En defensa del Cuerpo Auxiliar Administrativo: contra su desmantelamiento silencioso

20 de March de 2026

El Cuerpo Auxiliar Administrativo no es una reliquia del pasado ni una estructura residual: es un cuerpo plenamente vigente, y esencial para el funcionamiento ordinario de la Administración pública. Sin embargo, asistimos a un proceso de desmantelamiento del cuerpo brutal.

Esta situación no es neutra ni meramente organizativa. Tiene consecuencias directas y profundamente injustas. El cese de personal que lleva años prestando servicios, y la pérdida de capital humano cualificado . Se está prescindiendo de personas que han sostenido el funcionamiento diario de la Administración, muchas veces en condiciones precarias, pero con una profesionalidad incuestionable.

Resulta especialmente grave la contradicción en la que incurre el propio sistema: Formar a personal para luego tirar a la basura todo ese tiempo y ese dinero.

 El acceso al Cuerpo Auxiliar Administrativo se ha realizado históricamente mediante procesos de oposición exigentes, basados en los principios constitucionales de igualdad, mérito y capacidad, de dónde se forman las listas de empleo. Sin embargo,  ahora, desmantelan el cuerpo de un plumazo y esa experiencia en el cuerpo no sirve absolutamente para nada, ya que por un lado todas las convocatorias son de oposición pura y dura y por otro lado, nunca tienen en cuenta los servicios prestados en un cuerpo, para otro cuerpo. Por tanto, obligan a estas personas a comenzar de nuevo su trayectoria administrativa desde cero.¿ Así retenemos el talento? Invertimos en formación para los empleados públicos para luego echarlos a la calle.

Se produce así una paradoja difícilmente justificable: quienes durante años han sido considerados imprescindibles para el funcionamiento de la Administración pasan, de la noche a la mañana, a ser prescindibles.

Este proceso no es inevitable. Es el resultado de decisiones políticas concretas, y como tal, puede y debe ser revisado. La desaparición de facto del Cuerpo Auxiliar Administrativo no solo supone un agravio para quienes lo integran, sino que también empobrece el propio sistema público, al eliminar una vía de acceso fundamental y al debilitar la base operativa de la Administración.

Por ello, resulta imprescindible reivindicar con firmeza: el mantenimiento real del Cuerpo Auxiliar Administrativo, la convocatoria regular de plazas, el reconocimiento efectivo de la experiencia acumulada y la adopción de soluciones justas para el personal que ha venido sosteniendo la Administración durante años.

Detrás de cada auxiliar administrativo hay una trayectoria, un esfuerzo sostenido, una vocación de servicio público y, sobre todo, una realidad personal y familiar que depende de esa estabilidad laboral.

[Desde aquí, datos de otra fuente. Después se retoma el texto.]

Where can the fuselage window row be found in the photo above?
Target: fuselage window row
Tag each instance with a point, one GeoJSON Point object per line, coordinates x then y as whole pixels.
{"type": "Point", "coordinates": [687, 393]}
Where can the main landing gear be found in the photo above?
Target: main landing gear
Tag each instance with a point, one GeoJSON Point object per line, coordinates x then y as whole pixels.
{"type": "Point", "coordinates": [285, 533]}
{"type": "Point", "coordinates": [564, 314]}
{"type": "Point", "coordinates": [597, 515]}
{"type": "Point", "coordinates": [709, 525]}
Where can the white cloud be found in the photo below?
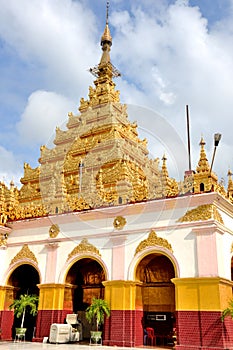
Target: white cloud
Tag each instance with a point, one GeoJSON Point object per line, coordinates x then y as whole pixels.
{"type": "Point", "coordinates": [44, 111]}
{"type": "Point", "coordinates": [9, 167]}
{"type": "Point", "coordinates": [58, 36]}
{"type": "Point", "coordinates": [175, 61]}
{"type": "Point", "coordinates": [167, 54]}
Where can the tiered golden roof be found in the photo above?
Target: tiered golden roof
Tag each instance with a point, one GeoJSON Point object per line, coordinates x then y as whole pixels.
{"type": "Point", "coordinates": [98, 160]}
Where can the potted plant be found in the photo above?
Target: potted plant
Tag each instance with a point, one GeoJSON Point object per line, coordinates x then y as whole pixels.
{"type": "Point", "coordinates": [25, 302]}
{"type": "Point", "coordinates": [97, 311]}
{"type": "Point", "coordinates": [228, 311]}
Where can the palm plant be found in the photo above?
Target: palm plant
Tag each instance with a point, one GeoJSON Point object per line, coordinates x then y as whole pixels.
{"type": "Point", "coordinates": [25, 302]}
{"type": "Point", "coordinates": [98, 309]}
{"type": "Point", "coordinates": [228, 311]}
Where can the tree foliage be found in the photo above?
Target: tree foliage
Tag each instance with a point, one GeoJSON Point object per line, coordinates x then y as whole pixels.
{"type": "Point", "coordinates": [98, 309]}
{"type": "Point", "coordinates": [228, 311]}
{"type": "Point", "coordinates": [25, 302]}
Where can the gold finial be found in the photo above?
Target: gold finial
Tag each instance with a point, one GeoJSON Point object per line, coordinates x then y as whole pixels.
{"type": "Point", "coordinates": [106, 37]}
{"type": "Point", "coordinates": [107, 8]}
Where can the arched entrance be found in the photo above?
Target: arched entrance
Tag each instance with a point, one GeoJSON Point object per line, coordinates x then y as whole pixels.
{"type": "Point", "coordinates": [155, 271]}
{"type": "Point", "coordinates": [24, 279]}
{"type": "Point", "coordinates": [85, 276]}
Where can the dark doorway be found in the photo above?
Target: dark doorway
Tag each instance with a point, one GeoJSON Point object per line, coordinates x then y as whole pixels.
{"type": "Point", "coordinates": [85, 277]}
{"type": "Point", "coordinates": [24, 279]}
{"type": "Point", "coordinates": [158, 296]}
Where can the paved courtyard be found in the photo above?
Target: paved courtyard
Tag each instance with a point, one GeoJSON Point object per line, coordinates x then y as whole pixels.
{"type": "Point", "coordinates": [46, 346]}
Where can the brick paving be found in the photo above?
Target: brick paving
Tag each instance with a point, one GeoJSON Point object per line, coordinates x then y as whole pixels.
{"type": "Point", "coordinates": [46, 346]}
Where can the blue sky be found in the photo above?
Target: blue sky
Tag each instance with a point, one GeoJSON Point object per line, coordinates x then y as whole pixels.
{"type": "Point", "coordinates": [170, 53]}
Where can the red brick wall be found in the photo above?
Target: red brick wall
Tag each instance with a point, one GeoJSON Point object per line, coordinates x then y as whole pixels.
{"type": "Point", "coordinates": [6, 324]}
{"type": "Point", "coordinates": [203, 330]}
{"type": "Point", "coordinates": [44, 320]}
{"type": "Point", "coordinates": [124, 328]}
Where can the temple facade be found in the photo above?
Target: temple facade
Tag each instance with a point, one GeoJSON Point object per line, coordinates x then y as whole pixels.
{"type": "Point", "coordinates": [99, 218]}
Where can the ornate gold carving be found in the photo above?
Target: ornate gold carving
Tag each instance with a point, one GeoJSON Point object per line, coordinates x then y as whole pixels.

Convertir años de dedicación en incertidumbre, ceses o reinicios forzosos no es solo una mala política de recursos humanos: es una forma de precarización encubierta dentro de la propia Administración.

Un sistema público que exige compromiso, rigor y profesionalidad debe responder con el mismo nivel de responsabilidad hacia quienes lo sostienen día a día. No se construye una Administración sólida debilitando a sus trabajadores, sino reconociendo su valor, protegiendo sus derechos y garantizando su dignidad laboral.

Exigimos de manera urgente:

  • Aprobación inmediata de una Oferta de Empleo Público para el Cuerpo Auxiliar Administrativo.
  • Debe retomarse el sistema de concurso-oposición, de modo que la experiencia laboral acumulada en la Administración sea valorada.
    No puede permitirse que, mientras en el ámbito laboral se reconoce la trayectoria, en el funcionario se ignore; es imprescindible aprovechar el conocimiento y la práctica de quienes ya han demostrado su capacidad, garantizando así justicia, eficacia y buena gestión pública.